In August, she told the BBC that a journalist working for a Mirror Group publication admitted hacking her voice mail. She said a senior Mirror Group Newspapers journalist phoned her and “started quoting verbatim the messages from my machine.” She said she replied: “You’ve obviously hacked my phone and if you do anything with this story… I’ll go to the police.” Mills said the journalist responded, “OK, OK, yeah we did hear it on your voice messages, I won’t run it.”
Former Morgan employee Hipwell painted a picture of the editor as deeply involved in the daily workings of the paper he edited from 1995 to 2004, comparing the editor to late North Korean leader Kim Jong Il.
Morgan “was the ‘Dear Leader.’ It was all about him,” Hipwell said. “Nothing that happened on that show business desk without Piers knowing about it,” Hipwell said.
A lawyer for Trinity Mirror, which publishes the Mirror, said the company disputed Hipwell’s testimony and would go into more detail at a future session of the inquiry.

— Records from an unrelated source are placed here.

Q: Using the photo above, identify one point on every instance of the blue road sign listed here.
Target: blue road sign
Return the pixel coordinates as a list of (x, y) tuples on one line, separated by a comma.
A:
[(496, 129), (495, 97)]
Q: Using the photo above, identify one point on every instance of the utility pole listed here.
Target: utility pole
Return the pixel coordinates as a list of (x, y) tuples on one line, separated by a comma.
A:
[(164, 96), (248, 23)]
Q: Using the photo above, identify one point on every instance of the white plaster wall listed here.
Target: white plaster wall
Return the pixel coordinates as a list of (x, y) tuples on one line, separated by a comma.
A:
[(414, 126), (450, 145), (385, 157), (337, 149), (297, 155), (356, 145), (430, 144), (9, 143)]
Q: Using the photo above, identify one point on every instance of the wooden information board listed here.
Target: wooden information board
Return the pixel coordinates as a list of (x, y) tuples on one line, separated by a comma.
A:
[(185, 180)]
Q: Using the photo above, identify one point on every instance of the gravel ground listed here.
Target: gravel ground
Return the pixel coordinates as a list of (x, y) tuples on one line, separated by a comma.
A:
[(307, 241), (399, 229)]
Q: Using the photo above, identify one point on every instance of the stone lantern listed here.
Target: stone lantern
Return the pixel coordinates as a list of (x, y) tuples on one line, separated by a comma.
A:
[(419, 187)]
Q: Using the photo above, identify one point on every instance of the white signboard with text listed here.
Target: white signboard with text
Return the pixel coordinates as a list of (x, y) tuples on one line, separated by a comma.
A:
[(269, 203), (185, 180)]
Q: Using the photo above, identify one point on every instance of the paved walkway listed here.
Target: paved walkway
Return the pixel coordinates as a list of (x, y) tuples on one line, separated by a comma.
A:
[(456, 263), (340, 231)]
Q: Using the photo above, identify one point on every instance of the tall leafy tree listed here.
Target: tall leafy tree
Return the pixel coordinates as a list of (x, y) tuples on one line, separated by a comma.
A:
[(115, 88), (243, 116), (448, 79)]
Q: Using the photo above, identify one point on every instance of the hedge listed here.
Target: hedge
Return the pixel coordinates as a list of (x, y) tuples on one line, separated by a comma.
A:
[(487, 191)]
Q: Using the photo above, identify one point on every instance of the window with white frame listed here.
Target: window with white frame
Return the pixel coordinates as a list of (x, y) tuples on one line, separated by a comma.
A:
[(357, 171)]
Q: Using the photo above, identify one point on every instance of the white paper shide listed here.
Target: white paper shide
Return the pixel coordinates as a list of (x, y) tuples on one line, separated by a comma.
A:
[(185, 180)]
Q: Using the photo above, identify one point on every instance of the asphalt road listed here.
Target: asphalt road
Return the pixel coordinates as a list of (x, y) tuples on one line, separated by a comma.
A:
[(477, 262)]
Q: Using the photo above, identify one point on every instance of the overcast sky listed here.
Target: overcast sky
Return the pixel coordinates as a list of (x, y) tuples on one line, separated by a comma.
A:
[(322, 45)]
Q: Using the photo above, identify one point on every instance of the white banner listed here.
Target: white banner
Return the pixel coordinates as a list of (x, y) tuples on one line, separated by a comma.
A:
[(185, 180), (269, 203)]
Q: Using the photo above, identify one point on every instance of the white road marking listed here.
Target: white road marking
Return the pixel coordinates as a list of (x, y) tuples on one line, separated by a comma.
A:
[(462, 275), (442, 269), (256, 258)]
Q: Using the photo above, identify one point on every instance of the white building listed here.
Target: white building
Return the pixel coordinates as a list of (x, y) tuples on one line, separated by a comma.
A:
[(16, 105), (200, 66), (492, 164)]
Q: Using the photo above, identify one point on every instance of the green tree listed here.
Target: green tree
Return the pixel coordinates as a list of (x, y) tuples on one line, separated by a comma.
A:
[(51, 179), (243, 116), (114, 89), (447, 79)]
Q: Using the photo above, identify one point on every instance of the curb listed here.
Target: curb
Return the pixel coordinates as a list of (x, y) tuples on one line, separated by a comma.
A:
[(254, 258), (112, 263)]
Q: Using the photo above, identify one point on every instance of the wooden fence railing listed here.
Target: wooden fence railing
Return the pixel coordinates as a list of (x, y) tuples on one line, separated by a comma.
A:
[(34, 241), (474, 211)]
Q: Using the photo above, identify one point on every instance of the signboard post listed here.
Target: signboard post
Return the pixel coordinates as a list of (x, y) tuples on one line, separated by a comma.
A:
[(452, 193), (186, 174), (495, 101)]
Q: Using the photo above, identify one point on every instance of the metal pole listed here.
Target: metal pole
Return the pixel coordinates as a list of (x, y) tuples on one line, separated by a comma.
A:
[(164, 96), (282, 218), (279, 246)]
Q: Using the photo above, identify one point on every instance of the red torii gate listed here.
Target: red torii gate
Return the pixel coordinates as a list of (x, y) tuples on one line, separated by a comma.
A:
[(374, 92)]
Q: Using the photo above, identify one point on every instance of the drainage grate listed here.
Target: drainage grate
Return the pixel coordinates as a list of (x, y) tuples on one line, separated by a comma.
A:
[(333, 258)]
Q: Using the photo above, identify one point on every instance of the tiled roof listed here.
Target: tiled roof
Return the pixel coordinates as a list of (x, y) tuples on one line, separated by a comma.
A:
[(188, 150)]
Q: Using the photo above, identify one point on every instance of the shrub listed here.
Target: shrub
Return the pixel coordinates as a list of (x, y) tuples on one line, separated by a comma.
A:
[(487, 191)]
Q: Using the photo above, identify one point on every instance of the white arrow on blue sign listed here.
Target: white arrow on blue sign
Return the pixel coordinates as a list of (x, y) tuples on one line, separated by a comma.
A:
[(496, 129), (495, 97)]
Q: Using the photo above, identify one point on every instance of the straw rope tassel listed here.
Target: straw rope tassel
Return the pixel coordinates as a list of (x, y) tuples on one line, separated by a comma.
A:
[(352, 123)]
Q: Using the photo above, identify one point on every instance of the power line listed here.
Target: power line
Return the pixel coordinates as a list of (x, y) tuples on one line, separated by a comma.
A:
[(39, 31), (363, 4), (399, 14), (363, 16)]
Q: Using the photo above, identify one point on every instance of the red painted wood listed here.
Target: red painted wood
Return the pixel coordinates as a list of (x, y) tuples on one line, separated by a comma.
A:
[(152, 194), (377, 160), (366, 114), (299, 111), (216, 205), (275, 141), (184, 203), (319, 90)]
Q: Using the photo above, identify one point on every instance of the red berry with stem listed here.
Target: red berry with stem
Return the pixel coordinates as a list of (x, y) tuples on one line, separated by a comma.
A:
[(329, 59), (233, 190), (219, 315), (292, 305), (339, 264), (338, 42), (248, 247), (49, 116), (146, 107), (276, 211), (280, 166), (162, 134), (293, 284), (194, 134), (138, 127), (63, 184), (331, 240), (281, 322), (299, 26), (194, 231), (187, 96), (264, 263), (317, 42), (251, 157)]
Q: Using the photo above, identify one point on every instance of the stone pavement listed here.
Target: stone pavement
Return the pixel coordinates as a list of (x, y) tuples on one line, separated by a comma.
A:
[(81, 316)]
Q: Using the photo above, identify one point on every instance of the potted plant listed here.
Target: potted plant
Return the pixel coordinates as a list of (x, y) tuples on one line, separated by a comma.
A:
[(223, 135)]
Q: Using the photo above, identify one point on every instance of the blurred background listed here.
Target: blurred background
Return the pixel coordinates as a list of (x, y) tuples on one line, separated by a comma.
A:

Much of the inquiry, and a related police investigation, focus on allegations of phone hacking by the News of the World.
The publisher of the paper, News International, announced Tuesday that a subsidiary had settled with seven people who accused Murdoch’s newspapers of phone hacking.
The claimants included James Hewitt, who was a lover of Diana, Princess of Wales, and other British celebrities.